Face à ce paradoxe d'une certitude sans fondement solide, plusieurs stratégies argumentatives sont utilisées couramment et sont autant de systèmes de défense, au sens de Freud. La première consiste à nier cette diversité en affirmant que la "grande majorité" des économistes s'accordent sur la définition des principaux concepts de la discipline, ses principaux "résultats théoriques", sur les "faits stylisés" essentiels de l'histoire économique, voire sur les meilleures mesures qu'un gouvernement peut prendre en matière économique (essentiellement aujourd'hui, une conjonction de déréglementation des marchés, de démantèlement des normes sociales, de réduction de la place de l'Etat et des services publics dans les économies). Cette argumentation traite les objections potentielles comme autant de bizarreries marginales appelées à disparaître. Qu'il existe encore des économistes marxistes, voire keynésiens (mais "de moins en moins"), étonnera autant que la persistance dans les sociétés développées des croyances en l'alchimie ou en la parapsychologie. Or, ici encore, on fait fi de toute preuve statistique alors même que plusieurs éléments contredisent les évidences du sens commun : la variabilité des orientations théoriques ne décroît pas de façon sensible ; plus que jamais l'enseignement de la théorie économique néoclassique orthodoxe est soumis à de fortes critiques émanant des étudiants et des enseignants ; plus que jamais, certains des plus grands économistes, comme Maurice Allais ou Edmond Malinvaud, doutent de leur savoir au moment où leurs élèves l'érigent au rang de vérité révélée... Une deuxième stratégie argumentative consiste à retourner ce qui est perçu comme une critique : le sociologue ou l'historien des sciences ne sont-ils pas eux-mêmes bardés de certitudes qui ne sont nullement validées par une communauté savante intégrée et harmonieuse ? Si ce n'est pas le cas, n'est-ce pas au fond que tout ceci est "relatif", selon le fameux topos sceptique auto-destructeur ? Mais est-ce si sûr ? Les modalités de la certitude telle que la produisent les sciences sociales (anthropologie, sociologie, histoire, etc.) sont-elles identiques à celles du savoir économique contemporain ? Le "coefficient de certitude" n'est-il pas, dans ces disciplines moins visibles, mieux proportionné à des énoncés contextualisés, empiriquement contrôlés ? Ces questions en tout cas méritent d'être posées.
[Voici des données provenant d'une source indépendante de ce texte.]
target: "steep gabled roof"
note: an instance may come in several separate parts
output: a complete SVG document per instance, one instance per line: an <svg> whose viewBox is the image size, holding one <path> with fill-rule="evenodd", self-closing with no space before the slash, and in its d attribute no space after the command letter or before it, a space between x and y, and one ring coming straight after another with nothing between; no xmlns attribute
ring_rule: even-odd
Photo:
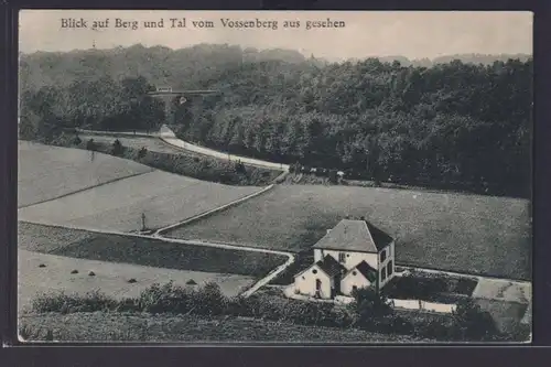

On peut risquer une interprétation sociologique de ce paradoxe. La science économique doit une partie de ses propriétés à son statut de science de pouvoir, c'est-à-dire de discipline dont les énoncés fournissent à des détenteurs de pouvoir une ressource particulière. Mieux, on peut se demander si, avec la montée du capital scolaire à tous les niveaux de décision, elle n'est pas devenue la première ressource susceptible de légitimer et fonder l'exercice du pouvoir, au point que les dirigeants politiques et économiques deviennent dépendants de cette forme particulière d'autorité que procure la connaissance économique. Dans ce contexte, la science économique, comme la religion dans une période antérieure à la révolution scientifique, est l'objet d'une demande sociale de certitudes. Chaque acteur économique a ses propres croyances, résultats complexes de sa trajectoire sociale, scolaire, professionnelle. Les croyances certifiées élaborées dans le champ scientifique, aussi formalisées et ésotériques soient-elles, seraient étroitement connectées, reliées même, à celles d'acteurs sociaux profanes.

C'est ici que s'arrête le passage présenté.